This is a matter that, as people would expect, has been closely discussed by the Liberal opposition, has been mulled over, and we have come to a very considered position. It is not usual for an opposition to put forward an entirely separate regime as an alternative, but there were many people who thought that there was much that needed to be done symbolically to address some of the issues of discrimination. I will touch on discrimination later. We came to the position in the opposition where it was a matter of making a stand and saying that we are opposed to inappropriate discrimination and that we should make that perfectly clear, which is why we have come up with the relationships registration model which receives considerable support in many other jurisdictions and has been working for some time in Tasmania.

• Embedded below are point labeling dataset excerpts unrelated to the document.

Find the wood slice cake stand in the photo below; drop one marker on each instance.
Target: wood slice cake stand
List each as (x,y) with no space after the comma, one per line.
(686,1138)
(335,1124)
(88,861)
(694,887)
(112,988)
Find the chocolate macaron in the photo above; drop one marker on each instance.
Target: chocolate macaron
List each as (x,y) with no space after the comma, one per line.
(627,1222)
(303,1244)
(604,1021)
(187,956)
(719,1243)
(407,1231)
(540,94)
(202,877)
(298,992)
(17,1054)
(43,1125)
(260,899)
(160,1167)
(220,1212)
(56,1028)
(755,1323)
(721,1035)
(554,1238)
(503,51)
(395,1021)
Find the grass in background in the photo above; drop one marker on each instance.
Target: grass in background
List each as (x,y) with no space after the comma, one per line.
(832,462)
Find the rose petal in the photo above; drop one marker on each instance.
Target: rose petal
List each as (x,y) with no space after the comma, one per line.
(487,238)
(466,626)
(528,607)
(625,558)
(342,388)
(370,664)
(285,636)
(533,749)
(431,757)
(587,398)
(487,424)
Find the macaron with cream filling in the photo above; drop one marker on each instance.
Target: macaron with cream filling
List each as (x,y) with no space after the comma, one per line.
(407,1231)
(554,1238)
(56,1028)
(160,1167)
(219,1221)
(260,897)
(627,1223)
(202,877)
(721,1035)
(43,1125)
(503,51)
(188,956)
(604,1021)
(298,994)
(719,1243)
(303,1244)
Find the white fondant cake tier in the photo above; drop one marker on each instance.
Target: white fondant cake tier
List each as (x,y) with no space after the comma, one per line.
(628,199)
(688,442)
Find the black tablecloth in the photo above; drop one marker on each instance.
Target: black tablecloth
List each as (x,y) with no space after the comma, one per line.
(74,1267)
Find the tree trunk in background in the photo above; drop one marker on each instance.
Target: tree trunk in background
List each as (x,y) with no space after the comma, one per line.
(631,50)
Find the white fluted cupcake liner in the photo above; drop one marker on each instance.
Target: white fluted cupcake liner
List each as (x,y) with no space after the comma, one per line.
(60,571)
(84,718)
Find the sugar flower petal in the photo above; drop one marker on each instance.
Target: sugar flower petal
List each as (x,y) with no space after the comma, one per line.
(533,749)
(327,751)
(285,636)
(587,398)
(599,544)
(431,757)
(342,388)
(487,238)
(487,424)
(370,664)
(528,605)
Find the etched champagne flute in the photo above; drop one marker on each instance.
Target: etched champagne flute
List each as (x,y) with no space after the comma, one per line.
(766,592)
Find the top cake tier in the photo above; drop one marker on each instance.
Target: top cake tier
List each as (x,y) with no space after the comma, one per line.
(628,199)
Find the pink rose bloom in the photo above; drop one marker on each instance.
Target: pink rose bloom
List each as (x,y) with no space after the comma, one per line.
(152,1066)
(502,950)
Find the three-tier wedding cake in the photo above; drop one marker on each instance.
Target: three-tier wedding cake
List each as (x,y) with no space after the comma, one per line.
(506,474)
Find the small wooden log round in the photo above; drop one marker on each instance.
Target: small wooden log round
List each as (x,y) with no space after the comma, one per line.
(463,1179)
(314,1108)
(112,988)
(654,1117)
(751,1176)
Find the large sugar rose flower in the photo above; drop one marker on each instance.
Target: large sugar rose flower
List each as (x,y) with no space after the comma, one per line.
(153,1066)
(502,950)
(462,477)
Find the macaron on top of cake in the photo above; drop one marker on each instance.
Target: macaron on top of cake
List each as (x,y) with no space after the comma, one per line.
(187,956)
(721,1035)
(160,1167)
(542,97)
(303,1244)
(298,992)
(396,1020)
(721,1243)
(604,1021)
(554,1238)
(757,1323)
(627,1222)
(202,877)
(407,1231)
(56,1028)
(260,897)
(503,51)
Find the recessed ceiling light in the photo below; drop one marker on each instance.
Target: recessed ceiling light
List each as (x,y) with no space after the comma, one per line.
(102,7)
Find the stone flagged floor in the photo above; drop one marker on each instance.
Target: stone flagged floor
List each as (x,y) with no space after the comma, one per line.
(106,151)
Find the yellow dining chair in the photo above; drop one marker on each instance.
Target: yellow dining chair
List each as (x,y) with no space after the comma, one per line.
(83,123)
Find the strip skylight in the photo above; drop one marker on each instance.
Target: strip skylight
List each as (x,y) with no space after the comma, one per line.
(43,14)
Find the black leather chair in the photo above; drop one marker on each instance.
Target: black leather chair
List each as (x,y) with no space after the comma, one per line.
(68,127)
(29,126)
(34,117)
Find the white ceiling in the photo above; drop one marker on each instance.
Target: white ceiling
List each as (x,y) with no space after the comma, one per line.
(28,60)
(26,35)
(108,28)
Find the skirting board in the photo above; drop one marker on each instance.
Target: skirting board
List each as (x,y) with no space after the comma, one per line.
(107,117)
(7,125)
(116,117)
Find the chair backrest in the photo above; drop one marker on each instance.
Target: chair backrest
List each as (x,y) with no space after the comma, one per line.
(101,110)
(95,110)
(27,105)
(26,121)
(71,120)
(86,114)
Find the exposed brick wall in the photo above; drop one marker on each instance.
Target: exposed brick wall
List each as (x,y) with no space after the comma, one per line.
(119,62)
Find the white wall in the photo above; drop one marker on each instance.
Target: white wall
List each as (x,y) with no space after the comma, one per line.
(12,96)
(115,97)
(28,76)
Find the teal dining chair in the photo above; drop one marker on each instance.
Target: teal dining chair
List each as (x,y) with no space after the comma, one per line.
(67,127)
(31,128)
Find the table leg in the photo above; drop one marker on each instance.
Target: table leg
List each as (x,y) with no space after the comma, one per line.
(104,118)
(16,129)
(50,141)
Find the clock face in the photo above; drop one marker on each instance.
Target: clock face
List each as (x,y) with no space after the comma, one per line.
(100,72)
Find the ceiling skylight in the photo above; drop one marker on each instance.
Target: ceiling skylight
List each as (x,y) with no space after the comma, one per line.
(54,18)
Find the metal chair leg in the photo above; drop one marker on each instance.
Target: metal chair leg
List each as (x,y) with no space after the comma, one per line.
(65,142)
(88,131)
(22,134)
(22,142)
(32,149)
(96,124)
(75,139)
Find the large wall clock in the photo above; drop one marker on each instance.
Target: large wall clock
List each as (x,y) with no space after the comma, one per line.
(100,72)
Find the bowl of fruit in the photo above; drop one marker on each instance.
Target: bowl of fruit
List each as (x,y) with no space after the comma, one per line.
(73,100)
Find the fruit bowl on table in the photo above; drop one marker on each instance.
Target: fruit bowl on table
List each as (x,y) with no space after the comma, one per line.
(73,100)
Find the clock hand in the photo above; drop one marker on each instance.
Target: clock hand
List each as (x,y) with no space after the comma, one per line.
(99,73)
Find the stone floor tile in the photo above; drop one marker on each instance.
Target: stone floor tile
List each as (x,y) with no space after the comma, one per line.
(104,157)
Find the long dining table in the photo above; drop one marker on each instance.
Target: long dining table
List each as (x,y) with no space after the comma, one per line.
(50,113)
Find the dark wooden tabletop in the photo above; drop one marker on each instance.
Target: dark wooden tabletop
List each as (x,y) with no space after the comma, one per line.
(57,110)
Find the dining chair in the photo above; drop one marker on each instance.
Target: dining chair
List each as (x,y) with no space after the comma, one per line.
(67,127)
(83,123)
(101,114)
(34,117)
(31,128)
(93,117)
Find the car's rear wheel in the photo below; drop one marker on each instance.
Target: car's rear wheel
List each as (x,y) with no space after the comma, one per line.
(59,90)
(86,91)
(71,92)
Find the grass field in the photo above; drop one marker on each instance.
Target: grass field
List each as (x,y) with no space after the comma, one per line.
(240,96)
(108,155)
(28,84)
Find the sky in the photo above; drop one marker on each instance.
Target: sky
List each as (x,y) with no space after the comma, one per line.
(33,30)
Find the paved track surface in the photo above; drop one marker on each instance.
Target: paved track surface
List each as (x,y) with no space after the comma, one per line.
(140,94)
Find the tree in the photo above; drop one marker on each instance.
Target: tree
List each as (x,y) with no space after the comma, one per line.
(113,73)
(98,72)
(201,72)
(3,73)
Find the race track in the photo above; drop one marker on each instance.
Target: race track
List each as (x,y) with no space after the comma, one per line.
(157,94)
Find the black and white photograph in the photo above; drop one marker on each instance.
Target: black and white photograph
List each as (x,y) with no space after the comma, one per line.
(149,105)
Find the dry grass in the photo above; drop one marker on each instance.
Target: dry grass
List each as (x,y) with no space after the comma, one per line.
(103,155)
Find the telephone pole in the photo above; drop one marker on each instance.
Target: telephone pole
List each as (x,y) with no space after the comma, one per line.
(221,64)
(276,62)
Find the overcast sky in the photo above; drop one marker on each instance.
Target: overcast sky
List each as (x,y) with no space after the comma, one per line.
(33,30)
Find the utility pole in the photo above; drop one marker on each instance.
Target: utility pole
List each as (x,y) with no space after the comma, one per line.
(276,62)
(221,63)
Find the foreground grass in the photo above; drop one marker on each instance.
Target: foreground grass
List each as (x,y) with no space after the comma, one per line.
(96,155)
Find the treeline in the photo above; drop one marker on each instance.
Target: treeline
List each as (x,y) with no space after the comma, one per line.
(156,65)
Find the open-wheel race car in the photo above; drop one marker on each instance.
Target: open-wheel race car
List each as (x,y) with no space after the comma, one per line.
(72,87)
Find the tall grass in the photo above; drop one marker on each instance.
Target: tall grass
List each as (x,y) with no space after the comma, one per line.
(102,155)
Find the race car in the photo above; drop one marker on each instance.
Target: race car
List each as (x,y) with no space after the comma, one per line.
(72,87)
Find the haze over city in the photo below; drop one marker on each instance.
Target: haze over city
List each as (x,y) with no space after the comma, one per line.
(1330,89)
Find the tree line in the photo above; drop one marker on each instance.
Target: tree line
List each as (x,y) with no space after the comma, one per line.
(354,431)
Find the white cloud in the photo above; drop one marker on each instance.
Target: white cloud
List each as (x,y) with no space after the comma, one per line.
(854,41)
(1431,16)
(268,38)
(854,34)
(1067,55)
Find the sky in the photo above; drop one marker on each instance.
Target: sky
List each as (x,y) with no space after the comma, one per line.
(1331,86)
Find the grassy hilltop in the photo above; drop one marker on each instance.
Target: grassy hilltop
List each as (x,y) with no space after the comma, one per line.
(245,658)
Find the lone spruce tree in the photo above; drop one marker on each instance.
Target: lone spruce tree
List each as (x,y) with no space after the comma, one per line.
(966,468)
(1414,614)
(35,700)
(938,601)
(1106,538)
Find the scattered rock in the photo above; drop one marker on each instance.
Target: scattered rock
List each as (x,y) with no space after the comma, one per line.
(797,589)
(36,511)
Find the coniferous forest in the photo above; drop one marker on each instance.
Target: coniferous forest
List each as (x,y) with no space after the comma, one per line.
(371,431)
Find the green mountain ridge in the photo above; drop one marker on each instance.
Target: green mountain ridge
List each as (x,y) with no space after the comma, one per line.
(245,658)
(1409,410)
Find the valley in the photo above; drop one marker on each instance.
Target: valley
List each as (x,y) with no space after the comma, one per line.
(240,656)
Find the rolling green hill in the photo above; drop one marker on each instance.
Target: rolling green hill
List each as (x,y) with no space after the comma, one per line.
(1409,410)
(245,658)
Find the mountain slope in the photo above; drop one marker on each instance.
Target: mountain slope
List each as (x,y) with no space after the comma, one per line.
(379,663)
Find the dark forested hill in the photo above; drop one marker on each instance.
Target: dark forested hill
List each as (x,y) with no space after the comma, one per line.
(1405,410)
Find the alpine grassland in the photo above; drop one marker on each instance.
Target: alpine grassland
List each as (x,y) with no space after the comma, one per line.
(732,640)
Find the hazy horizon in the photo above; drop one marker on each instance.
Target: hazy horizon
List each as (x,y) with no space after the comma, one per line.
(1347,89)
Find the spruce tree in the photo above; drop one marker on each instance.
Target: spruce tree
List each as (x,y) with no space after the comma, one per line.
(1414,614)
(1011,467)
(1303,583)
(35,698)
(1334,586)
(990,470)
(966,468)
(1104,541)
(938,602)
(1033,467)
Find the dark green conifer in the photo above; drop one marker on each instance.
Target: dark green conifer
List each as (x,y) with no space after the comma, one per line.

I am concerned about this debate because there has been a lot of talk here tonight about symbolism. I think that we need to be careful that we do not let our desire for symbolic gestures run away with good law making and good policy making generally. I would like to touch on why we should oppose the Civil Unions Bill because it is bad law and then move on to the some of the more in-principle issues.

There are lots of novelties and idiosyncrasies in the bill and they fall into two categories. The first is composed of the differences that flow from the bill’s alteration of the state of the law that currently applies in the Marriage Act, where at least one of the spouses must be 18 years of age or older. The second category is made up of effects resulting from the potentially faster or different accrual of rights by certain persons through civil unions.

Mrs Burke dwelt somewhat on the role of minors. It is a matter of considerable concern. I am concerned about it as a parent because of the educative power of the law. For the most part, as parents, we do not encourage our children to engage in sexual acts and to commit themselves to sexual relationships at a very young age. It might have been the case in other times, but we have a better understanding of human psychology and human physiology. You might be sexually mature physically, but not necessarily psychologically. I think that there is a problem in our affording rights to young people through this law which in the normal course of events, as parents, we would not actually advocate for our own children.

But there are two things here. Two minors can contract a civil union, with certain provisos, but they will lack certain rights and capacities that would normally be regarded as incidents of marriage. One of the examples is that part 14A of the Conveyancing Act says that a child can only be a beneficiary under a trust for real property, not its legal owner. Thus the bill allows for a situation in which those in what is supposed to be something legally equivalent to marriage would not, between them, have the capacity to buy or sell real estate.